On October 29, 2002, the Company acquired Datum, Inc. (Datum). Effective January 1, 2003 the employees of Datum became eligible to participate in the Plan and plan assets of approximately $19,905,000 were transferred from the Datum, Inc. Savings and Retirement Plan (Datum Plan) to the Plan. In addition, included in contributions for the year ended December 31, 2003 are contributions of approximately $140,000 from the Datum Plan related to December 2002 received after the transfer.
Effective January 1, 2003, the Company adopted a restated Plan document incorporating the applicable provisions of the Economic Growth and Tax Relief Reconciliation Act of 2001 (EGTRRA) into the Plan.

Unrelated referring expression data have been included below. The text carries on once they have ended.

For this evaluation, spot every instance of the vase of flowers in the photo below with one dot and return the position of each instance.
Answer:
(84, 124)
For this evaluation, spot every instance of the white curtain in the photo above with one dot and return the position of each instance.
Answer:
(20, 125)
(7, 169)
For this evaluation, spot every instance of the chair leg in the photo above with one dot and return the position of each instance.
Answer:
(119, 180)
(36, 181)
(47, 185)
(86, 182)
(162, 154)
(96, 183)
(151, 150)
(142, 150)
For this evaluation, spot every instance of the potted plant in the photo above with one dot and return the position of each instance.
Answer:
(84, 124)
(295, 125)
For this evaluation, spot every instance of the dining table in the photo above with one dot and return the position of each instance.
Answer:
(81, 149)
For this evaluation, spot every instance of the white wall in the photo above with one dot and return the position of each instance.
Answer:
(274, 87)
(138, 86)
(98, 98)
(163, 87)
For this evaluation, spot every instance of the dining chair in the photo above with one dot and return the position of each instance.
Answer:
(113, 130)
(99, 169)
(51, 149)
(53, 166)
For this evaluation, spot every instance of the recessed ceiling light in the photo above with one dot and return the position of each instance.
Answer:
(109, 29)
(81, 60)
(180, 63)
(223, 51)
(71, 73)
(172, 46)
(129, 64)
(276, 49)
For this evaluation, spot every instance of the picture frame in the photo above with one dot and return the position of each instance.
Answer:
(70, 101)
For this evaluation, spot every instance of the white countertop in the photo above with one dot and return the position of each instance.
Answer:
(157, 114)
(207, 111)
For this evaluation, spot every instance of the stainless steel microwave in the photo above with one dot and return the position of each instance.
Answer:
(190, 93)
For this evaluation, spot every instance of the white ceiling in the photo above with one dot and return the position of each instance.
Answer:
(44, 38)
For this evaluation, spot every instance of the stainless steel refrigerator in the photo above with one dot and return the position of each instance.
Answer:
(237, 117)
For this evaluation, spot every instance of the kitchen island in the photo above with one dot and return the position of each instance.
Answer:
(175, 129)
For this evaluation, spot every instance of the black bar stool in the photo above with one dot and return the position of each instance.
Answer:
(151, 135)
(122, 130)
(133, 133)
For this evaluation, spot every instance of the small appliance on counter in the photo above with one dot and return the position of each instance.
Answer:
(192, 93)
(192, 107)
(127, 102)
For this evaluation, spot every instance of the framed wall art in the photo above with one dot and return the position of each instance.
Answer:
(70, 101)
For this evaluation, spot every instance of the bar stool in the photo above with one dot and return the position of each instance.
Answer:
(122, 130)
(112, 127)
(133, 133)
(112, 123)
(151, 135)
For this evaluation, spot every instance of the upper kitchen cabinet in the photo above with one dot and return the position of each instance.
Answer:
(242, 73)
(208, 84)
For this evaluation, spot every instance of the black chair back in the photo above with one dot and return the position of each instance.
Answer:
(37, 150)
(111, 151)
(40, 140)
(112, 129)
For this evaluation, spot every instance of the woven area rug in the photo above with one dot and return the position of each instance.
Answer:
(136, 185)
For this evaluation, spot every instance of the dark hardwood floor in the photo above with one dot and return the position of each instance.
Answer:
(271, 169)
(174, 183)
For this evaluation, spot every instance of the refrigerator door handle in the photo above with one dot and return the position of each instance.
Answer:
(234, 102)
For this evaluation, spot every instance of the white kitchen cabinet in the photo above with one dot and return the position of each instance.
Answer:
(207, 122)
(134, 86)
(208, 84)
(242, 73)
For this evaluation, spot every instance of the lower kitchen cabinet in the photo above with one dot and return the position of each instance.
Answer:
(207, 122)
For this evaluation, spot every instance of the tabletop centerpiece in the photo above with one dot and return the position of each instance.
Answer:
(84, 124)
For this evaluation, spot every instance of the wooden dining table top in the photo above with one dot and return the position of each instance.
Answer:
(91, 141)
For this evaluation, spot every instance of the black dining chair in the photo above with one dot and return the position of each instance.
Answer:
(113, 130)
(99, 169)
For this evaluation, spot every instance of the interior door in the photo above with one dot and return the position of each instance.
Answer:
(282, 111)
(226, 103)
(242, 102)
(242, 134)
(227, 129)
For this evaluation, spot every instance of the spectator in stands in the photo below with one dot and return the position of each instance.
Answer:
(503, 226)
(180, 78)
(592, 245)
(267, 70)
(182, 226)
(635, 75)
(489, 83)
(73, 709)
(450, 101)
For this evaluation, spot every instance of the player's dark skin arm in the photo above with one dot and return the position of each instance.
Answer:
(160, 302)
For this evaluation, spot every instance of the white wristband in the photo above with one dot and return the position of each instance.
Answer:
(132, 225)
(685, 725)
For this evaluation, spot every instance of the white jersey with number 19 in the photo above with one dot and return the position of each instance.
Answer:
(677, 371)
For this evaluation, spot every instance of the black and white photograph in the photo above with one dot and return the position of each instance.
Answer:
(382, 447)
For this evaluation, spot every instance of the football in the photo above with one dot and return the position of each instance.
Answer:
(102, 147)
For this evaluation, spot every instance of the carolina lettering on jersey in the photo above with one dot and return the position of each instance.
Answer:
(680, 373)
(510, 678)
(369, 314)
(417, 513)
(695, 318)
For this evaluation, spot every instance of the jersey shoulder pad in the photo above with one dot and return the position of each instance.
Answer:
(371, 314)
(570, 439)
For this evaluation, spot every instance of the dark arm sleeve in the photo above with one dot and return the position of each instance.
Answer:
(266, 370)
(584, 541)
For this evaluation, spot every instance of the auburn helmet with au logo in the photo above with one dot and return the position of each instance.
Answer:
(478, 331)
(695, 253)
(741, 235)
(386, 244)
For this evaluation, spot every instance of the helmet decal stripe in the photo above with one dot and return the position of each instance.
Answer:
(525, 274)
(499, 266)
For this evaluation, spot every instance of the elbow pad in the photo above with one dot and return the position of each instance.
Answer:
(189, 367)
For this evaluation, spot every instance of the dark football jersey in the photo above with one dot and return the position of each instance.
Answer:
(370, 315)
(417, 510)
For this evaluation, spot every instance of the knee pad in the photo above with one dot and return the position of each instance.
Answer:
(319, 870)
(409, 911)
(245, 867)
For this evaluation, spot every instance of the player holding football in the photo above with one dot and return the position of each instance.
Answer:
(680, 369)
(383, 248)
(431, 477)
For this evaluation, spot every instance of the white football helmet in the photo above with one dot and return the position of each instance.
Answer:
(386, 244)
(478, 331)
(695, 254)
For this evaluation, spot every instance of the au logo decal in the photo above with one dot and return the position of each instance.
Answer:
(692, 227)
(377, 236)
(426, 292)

Effective July 1, 2003, the Plan document was amended and restated in its entirety.
Administration - The Company has appointed an Administrative Committee (the Committee) to manage the operation and administration of the Plan. The Company has contracted with Connecticut General Life Insurance Company (CIGNA) to act as the third-party administrator and CIGNA Bank & Trust Company, FSB, to act as the trustee and custodian.
Effective April 1, 2004, Prudential Financial, Inc. acquired the retirement services of CIGNA Corp. and all of CIGNA’s full service retirement operations and programs became part of Prudential Retirement, a business unit of Prudential Financial, Inc. In conjunction with this acquisition, Prudential Bank & Trust, FSB, and Prudential Retirement Insurance and Annuity Company became the custodians and Prudential Bank & Trust, FSB, became the trustee (collectively Prudential). Substantially all expenses incurred for administering the Plan are paid by the Company.
4
Estimates - The preparation of financial statements in conformity with accounting principles generally accepted in the United States of America requires management to make estimates and assumptions that affect the reported amounts of assets and liabilities, and changes therein, and disclosure of contingent assets and liabilities. Actual results could differ from those estimates.
Basis of accounting - - The financial statements of the Plan are prepared on the accrual method of accounting in accordance with accounting principles generally accepted in the United States of America.
Forfeited accounts - Forfeited nonvested accounts are used to reduce future employer contributions or offset Plan expenses.
Investments - Investments of the Plan are held by Prudential for 2004 and CIGNA for 2003 and invested based solely upon instructions received from participants.
The Plan’s investments in pooled separate accounts are valued at fair value as of the last day of the Plan year, as reported by Prudential for 2004 and CIGNA for 2003. The Plan’s investments in Company stock are valued at fair value as of the last day of the Plan year, as measured by quoted market prices. Participant loans are valued at cost, which approximates fair value.
The Plan’s investment in the Guaranteed Long-Term Fund (GLT) is fully-benefit responsive and, therefore, has been reported in the financial statements at contract value. The fair value of the Plan’s investment in the GLT approximates the contract value at December 31, 2004 and 2003.
For the Plan’s investment in the Guaranteed Long-Term Fund, the Plan is credited with interest at the rate specified in the contract, which ranged from 2.85% - 2.95% and 3.1% - 4.2% for the years ended December 31, 2004 and 2003, respectively. The average crediting interest rate for the respective years was 2.84% and 3.96%.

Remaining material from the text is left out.